Wednesday, October 27, 2010

Full text search in Pharo?

Pharo does have something like full text search across all methods, and it works like this: Rightclick the text you'd like to search for, and choose "extended search" from the options. Then, choose "method source with it." A progress bar will appear, and you should get your answer within a minute. That has to do with the source not being loaded into Pharo at all times, it is read on demand out of the sources file.

However, the compiled sources are in memory from the start. While you can't meaningfully search compiled sources, you can search the string literals within. Again, rightclick the text you'd like to search for, and choose "extended search" from the options. But now, choose "method strings with it." That will bring up a list of all methods that contain the selected text as a string literal—instantly.

Tuesday, October 12, 2010

One of my most-hated methods in Pharo


    TestCase>fail
         ^self assert: false

What's wrong? Well, I often write self fail at the end of a unit test to remind myself that the test isn't yet done. Now, if I run the test, I care whether an assertion failed or whether the test solely failed. Of course I have no right to expect should detailed feedback from a test runner. But at least I shouldn't be misinformed. But that's exactly what happens. The TestRunner reports that an assertion failed if you call fail, even if none did.

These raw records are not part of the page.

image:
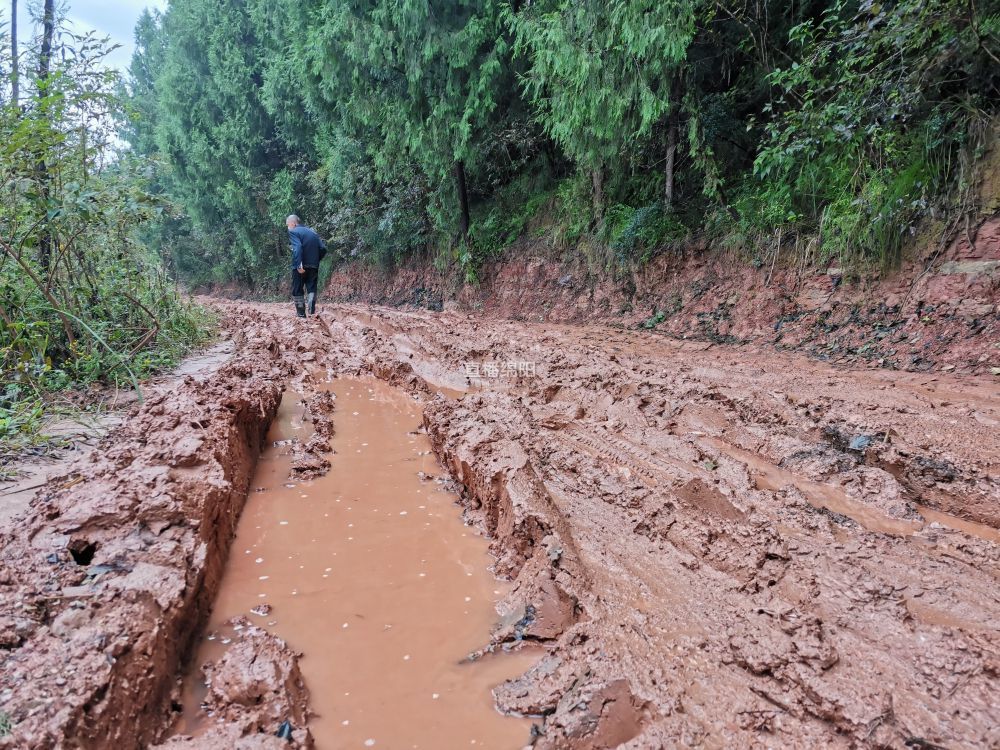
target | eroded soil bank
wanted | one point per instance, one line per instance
(934, 313)
(715, 545)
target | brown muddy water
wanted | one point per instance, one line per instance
(371, 574)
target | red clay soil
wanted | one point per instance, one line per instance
(937, 312)
(715, 545)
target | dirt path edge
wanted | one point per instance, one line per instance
(97, 614)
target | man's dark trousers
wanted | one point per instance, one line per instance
(305, 283)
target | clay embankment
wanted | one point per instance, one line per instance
(939, 311)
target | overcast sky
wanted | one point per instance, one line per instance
(112, 18)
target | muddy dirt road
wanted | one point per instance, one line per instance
(714, 546)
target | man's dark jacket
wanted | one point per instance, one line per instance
(306, 245)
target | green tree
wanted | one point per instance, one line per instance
(602, 74)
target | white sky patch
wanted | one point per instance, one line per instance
(115, 20)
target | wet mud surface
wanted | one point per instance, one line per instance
(711, 546)
(368, 572)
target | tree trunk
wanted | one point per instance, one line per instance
(44, 65)
(14, 66)
(463, 198)
(673, 120)
(597, 177)
(668, 169)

Why's the Smalltalk debugger not focused on more in Smalltalk IDEs?

I can't help but wonder why Smalltalk's lovable trait of letting you develop in the debugger isn't leveraged far more by the IDEs. Suppose you just noticed that a method call doesn't have enough arguments. That is, you wrote this:

self doSomething.

But you should have written:

self doSomethingWith: anArgument

Well now, that's a fantastic situation for refactoring, isn't it? You could automatically rename the method in the receiver, and you'd know quite precisely who that receiver is. Little of that is leveraged. But of course, if Smalltalk is to play any serious role in the future, we should play by our strengths.

Well, here's a strength: the most powerful debugger in any modern IDE.

Friday, October 8, 2010

A more robust doesNotUnderstand:?

Smalltalk makes it really convenient to write code in the debugger. So, how I often work is as follows:

Write a rough skeleton that calls "self fail" at some point.
Write a unit test that calls the skeleton with real data.
Finish the skeleton in the debugger, where I have test data right at hand to see if things work as intended.

Well, that's alright as far as it goes, but you can't work like that with doesNotUnderstand: methods.

doesNotUnderstand: aMessage
 self fail.

If you now call a non-existing method on an object of a thus modified class, you've built an endless recursion that is so close to the VM that you can't get into a debugger anymore.

Smalltalk's doesNotUnderstand: method is a dangerous superpower. And perhaps that's why just about nobody overwrites it in a standard Pharo image.

Open problems

Do you know a more robust implementation?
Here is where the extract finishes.